The chances of it surviving 21st-century developers are now in doubt, however, with new plans to tear it down, prompting campaigners to mobilise to protect a “quirky and extraordinary” part of London’s history.

The Victorian Society and the Twentieth Century Society have this week thrown their weight behind the campaign to save the 19th-century shop front. It has been labelled the capital’s “best visual joke” by an eminent London historian for its bizarre location – tightly sandwiched between two parts of a colonnaded building designed as a Selfridges-style department store.

London writer and campaigner David Collard launched an online petition last week after learning that developers, Resolution Property, planned to tear down the jewellers’ façade and replace it with a glass atrium.

Mr Collard plans to distribute flyers over the local area for the next three weekends to boost support for his plan to call on Tower Hamlets Council to locally list the whole site, including Spiegelhalter’s, to “fight for the area’s history and protect it from blandification”. “It would be such a shame to lose this, even though it doesn’t look like much at the moment,” he said, adding the plan would be to return it to a working commercial site.

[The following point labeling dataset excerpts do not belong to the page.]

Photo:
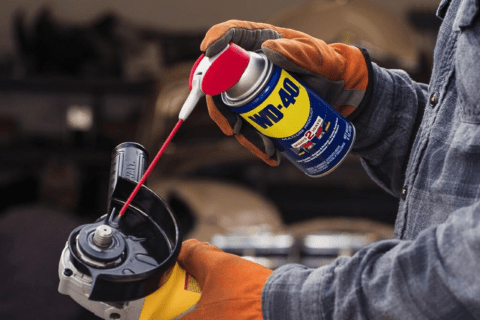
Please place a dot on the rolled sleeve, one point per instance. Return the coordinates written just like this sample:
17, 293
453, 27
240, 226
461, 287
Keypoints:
386, 127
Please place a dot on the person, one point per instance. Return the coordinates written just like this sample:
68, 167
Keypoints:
419, 142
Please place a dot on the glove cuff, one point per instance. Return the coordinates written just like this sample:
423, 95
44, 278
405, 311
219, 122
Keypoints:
368, 92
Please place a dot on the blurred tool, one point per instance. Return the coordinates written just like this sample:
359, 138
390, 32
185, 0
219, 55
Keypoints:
126, 268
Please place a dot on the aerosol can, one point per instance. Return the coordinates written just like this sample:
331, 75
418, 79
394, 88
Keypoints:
304, 127
126, 268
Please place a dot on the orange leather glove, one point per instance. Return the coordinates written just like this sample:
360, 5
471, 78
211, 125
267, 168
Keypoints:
338, 72
231, 285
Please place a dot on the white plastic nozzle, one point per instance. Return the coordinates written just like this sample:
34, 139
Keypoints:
196, 92
192, 99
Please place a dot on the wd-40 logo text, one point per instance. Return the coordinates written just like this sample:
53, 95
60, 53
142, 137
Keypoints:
284, 112
272, 114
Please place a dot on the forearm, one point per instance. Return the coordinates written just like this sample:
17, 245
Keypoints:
432, 277
387, 126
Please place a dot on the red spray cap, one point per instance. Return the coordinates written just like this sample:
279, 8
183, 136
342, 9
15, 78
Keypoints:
221, 72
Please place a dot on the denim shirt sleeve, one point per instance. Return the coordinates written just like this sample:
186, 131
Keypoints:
434, 276
386, 127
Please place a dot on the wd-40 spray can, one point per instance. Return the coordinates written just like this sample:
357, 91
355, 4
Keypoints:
304, 127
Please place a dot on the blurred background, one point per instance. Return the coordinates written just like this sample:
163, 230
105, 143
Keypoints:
79, 77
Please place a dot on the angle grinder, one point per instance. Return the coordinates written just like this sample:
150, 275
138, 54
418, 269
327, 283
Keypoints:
125, 267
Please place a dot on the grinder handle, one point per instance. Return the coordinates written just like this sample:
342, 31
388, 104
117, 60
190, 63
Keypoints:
179, 294
129, 160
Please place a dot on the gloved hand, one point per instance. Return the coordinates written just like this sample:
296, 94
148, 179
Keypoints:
231, 286
338, 72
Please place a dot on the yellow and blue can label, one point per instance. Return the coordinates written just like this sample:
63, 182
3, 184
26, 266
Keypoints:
303, 125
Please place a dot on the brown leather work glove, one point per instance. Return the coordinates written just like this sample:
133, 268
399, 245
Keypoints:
231, 286
338, 72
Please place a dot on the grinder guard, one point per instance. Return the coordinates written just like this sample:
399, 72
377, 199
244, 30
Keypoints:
152, 244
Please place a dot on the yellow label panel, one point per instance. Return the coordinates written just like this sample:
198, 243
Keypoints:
284, 112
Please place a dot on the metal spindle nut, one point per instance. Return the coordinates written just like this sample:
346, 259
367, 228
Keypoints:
103, 236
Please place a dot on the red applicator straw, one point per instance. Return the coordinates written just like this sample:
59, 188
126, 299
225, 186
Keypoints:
208, 76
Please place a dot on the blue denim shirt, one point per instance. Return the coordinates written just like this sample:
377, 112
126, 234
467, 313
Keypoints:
422, 144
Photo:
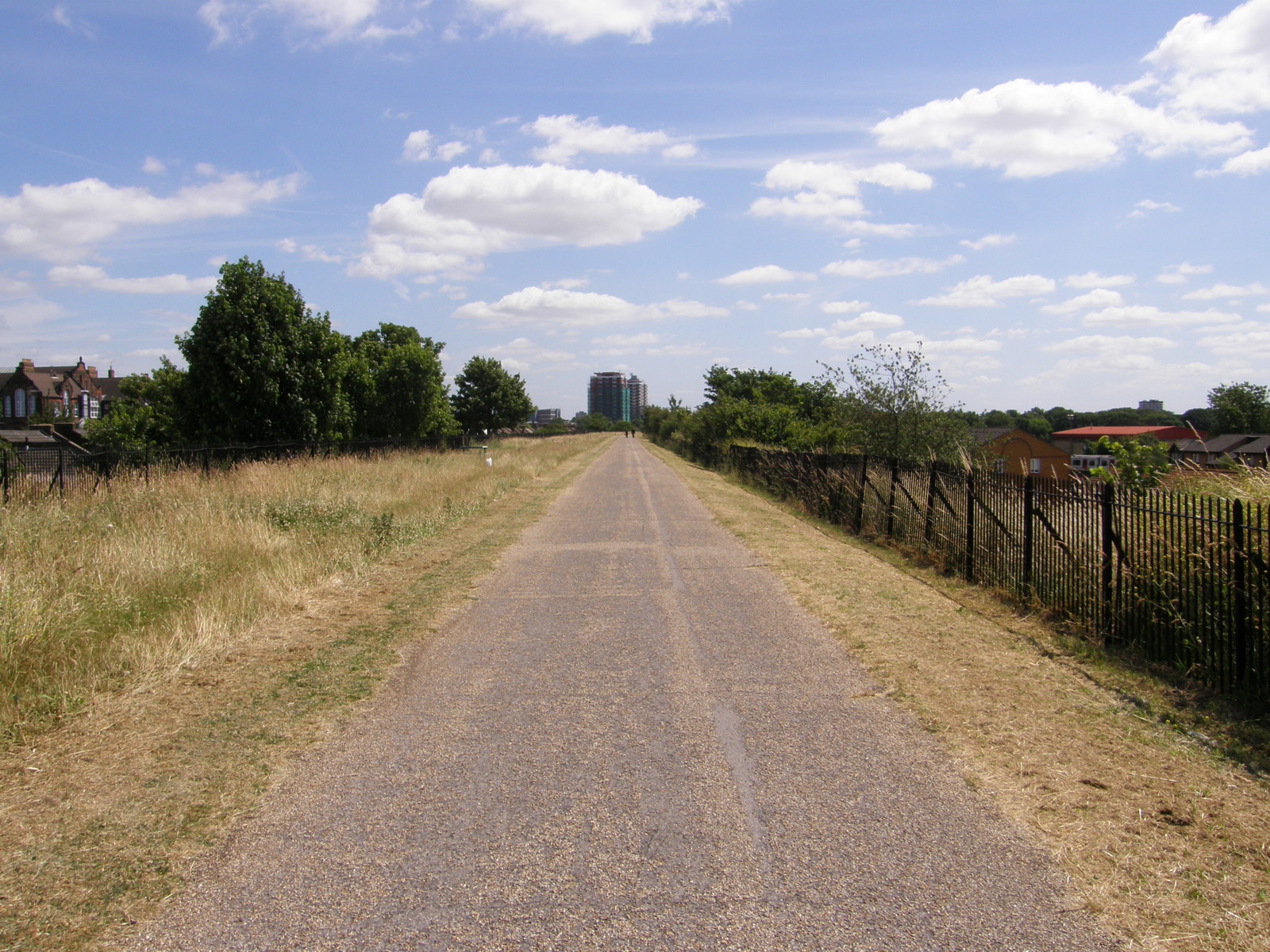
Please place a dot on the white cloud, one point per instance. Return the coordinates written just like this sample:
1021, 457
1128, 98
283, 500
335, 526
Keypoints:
982, 291
471, 213
568, 136
1102, 343
765, 274
831, 192
83, 276
1032, 130
988, 241
1094, 300
1147, 317
450, 152
1253, 163
524, 355
1226, 291
844, 306
889, 268
1092, 279
562, 310
418, 146
579, 21
1178, 273
1140, 211
324, 21
1219, 67
61, 222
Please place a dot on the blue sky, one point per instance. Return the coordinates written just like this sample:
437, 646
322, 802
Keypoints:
1064, 202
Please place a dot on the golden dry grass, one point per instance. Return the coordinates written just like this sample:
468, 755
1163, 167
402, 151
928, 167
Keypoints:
1165, 842
291, 601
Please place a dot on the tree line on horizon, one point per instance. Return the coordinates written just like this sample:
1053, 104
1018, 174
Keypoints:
891, 403
262, 367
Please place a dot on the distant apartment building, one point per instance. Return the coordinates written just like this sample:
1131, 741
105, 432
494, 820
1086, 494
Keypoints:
619, 397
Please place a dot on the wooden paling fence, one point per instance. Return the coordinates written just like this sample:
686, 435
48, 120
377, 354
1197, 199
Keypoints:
40, 471
1181, 579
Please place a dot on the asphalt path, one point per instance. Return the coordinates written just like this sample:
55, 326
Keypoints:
630, 739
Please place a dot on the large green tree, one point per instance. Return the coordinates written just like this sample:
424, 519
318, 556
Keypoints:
487, 397
264, 367
1240, 408
395, 385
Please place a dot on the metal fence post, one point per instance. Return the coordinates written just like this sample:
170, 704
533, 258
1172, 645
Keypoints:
1241, 609
1029, 518
1108, 590
969, 526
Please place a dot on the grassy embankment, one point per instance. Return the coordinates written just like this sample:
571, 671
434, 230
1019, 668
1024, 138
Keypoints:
1161, 837
164, 649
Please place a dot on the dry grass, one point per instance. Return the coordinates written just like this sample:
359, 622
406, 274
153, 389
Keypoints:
244, 615
1165, 842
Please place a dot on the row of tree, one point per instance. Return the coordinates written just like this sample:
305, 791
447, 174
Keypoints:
1232, 408
262, 367
888, 401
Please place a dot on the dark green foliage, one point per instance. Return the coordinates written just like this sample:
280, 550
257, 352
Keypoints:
488, 399
264, 367
395, 385
1240, 408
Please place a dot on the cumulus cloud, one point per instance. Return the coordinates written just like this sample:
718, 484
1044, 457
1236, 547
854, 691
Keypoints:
1092, 279
1032, 130
1149, 317
831, 192
765, 274
63, 222
1094, 300
889, 267
569, 310
1217, 67
844, 306
1100, 343
471, 213
1226, 291
988, 241
1179, 273
568, 136
982, 291
84, 276
579, 21
319, 21
417, 148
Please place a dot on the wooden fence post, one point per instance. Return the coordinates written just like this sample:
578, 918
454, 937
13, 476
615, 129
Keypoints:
860, 499
1108, 590
969, 526
929, 524
891, 499
1241, 609
1029, 518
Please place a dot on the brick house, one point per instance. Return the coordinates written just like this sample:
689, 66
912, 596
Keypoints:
67, 393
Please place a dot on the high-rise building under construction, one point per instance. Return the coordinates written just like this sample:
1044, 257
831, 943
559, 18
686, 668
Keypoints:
618, 397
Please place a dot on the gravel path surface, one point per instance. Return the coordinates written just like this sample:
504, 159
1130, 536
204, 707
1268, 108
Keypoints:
630, 740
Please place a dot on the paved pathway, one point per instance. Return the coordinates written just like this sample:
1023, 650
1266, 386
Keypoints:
633, 740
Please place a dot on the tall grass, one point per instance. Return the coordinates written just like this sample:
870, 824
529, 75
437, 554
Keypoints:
112, 589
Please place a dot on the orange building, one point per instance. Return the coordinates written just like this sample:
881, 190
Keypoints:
1022, 454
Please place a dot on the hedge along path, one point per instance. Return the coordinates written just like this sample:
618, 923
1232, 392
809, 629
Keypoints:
1166, 843
101, 818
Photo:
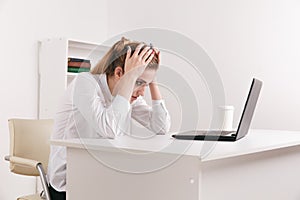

When, in the 1920s, the Wickham family chose the spot for their proposed department store, designed to rival Selfridges and Harrods, the family firm of jewellers who had been on the site since 1880 dug in their heels.

Local legend has it that the Wickhams offered to cover the ground floor of Spiegelhalter’s shop in gold sovereigns if the family moved out.

The three brothers, who had all been born there, said they would only leave if the coins were balanced on their side. The Wickhams had to complete their project with a gap in the middle of their building. One local called it a story “worthy of an old Ealing comedy”.

Celebrated London historian Ian Nairn wrote: “The result is the best visual joke in London, a perennial triumph for the little man, the blokes who won’t conform.”

The baroque buildings flanking the small shop now contain offices on the first floor, while on street level there is a Tesco Express, a Sports Direct and a café called Foxcroft & Ginger.